More U.S. non-citizen adoptees

Given the number of children immigrating to the U.S. to be adopted in the past twenty years, I think stories like these are going to be more common.

Stevens’ parents never went through the process to allow Stevens to become a U.S. citizen. The mistake her parents made by not applying for naturalization of their adopted children almost 50 years ago has sent Steven’s life reeling, leaving her uncertain of her identity and her future. Stevens has heard horror stories of adoptees returned to their birth country because they’d broken the law. She wonders if that applies to her because she voted in every election since she turned 18 and signed documents to get jobs and college aid stating she was an American citizen.

“It’s a scary feeling,” Stevens said in the kitchen of her Estero home. “Am I going to end up deported?”

It’s possible. Ask Beth Keathley.  A Chicago immigration judge ordered her deportation after she erroneously voted.

Background story on Keathley here.

6 thoughts on “More U.S. non-citizen adoptees

  1. What on earth is the point of issuing a birth certificate that states the person was born in a place he or she was NOT actually born in, if not to guarantee citizenship (à la jus soli)? Even if it worked (which obviously it didn’t), it doesn’t make any sense. If you were born in England, someone adopting you is not going to suddenly make you have been born in Texas. Way to make birth certificates not actually mean anything.

    Can you get a driver’s license or state ID without some proof of citizenship/residency? Or is there where the birth certificate made it not clear? I’m not a U.S. citizen, but I have always had to show my green card for everything, from getting a state ID to applying to school to getting a job. I’m really curious how this worked—did they have some kind of ID stating, incorrectly, that they were citizens? And since I’ve never voted in the U.S.: Do they really not check for citizenship?

  2. In the United States, a state-issued birth certificate is only proof of citizenship if it indicates the person was born in the U.S. There is a birth certificate equivalent called the certificate of foreign birth that most international adoptees obtain. It will show actual place of birth with the names of the adoptive parents as father and mother. The certificate of foreign birth is not proof of citizenship.

    In some states, if a child is born and adopted in the same state, the amended birth certificate will list the adoptive parents as parents.
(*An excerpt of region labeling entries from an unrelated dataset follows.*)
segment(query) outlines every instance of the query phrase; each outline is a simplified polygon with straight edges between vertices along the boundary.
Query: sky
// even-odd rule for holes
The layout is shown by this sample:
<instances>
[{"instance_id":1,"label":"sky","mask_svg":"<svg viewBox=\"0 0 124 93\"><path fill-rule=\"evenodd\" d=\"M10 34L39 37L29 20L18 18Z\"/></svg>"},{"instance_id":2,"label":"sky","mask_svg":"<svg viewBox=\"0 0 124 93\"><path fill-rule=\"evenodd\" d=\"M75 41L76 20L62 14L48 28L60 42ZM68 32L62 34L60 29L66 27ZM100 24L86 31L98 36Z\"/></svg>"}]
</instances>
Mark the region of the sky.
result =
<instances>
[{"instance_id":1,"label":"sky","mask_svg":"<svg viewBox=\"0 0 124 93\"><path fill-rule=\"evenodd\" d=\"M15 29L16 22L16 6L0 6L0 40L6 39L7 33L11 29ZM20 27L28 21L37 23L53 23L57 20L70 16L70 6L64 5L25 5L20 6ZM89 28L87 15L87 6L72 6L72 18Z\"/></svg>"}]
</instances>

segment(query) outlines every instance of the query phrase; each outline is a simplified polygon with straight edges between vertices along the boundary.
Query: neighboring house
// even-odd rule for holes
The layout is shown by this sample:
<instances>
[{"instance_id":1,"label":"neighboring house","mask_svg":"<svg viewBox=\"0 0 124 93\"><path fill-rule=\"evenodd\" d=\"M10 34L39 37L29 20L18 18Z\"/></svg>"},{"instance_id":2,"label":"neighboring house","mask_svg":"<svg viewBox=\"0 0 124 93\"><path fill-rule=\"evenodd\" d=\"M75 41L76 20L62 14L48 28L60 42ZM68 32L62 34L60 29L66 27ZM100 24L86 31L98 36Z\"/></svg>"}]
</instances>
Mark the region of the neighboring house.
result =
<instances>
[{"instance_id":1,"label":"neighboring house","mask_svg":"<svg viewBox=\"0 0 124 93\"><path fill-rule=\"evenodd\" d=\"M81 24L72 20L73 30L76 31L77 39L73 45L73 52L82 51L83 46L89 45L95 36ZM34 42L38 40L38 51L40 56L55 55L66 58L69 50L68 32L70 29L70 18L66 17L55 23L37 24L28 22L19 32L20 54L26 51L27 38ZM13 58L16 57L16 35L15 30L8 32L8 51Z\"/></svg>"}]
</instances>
At their request, the place of birth may be changed to their home city. The original is sealed.

    Proof of citizenship is a fairly recent requirement for driver’s licenses. Not all states require proof of citizenship. Where I live, if you already have a driver’s license or state ID you can renew it without any additional documentation. So I would imagine people could be grandfathered in if they already had licenses, issued in the pre-citizenship-check days. (My father, for example, had no birth certificate. This was not a problem for him until he attempted to get a new passport.)

    Not all states require proof of legal residency for a driver’s license, although proof you live in the state is required.

    Not all states require proof of citizenship to vote. Strange, but true.

  3. Oh, I see. Thanks for the information.

    It seemed really weird, because the article referred to getting a “Texas birth certificate,” which I assumed would indicate the person was born in Texas.

    For states that do require proof of citizenship for voting, do they use passports and birth certificates?

  4. My sister was adopted through foster care in the state she was born in. Her legal birth certificate now says our mother gave birth to her in a hospital said mother has never been in. My mother finds this entirely strange. My sister was removed from her birth parents’ home before she started forming memories, but she was adopted long after she started school. I am under the impression that kids in foster care rarely are going to get adopted before they would realize they are being adopted, so what is the point?

  5. I’m not qualified to discuss birth certificate issues. But I tend to think they serve multiple functions that are in contradiction to each other. Are they a record of birth? Proof of parentage? Proof of identity or gender?

  6. In NY state, you can obtain an amended birth certificate, it shows the real place of birth, and it can be used since it has the NYS seal on it, but it does state clearly that it is not proof of citizenship. I got one, because it would be easy for my kids to obtain another one if lost, but they also have the certificate of citizenship and passports, I try to give them everything that they can get now in the hope that it will be easier for them in the future.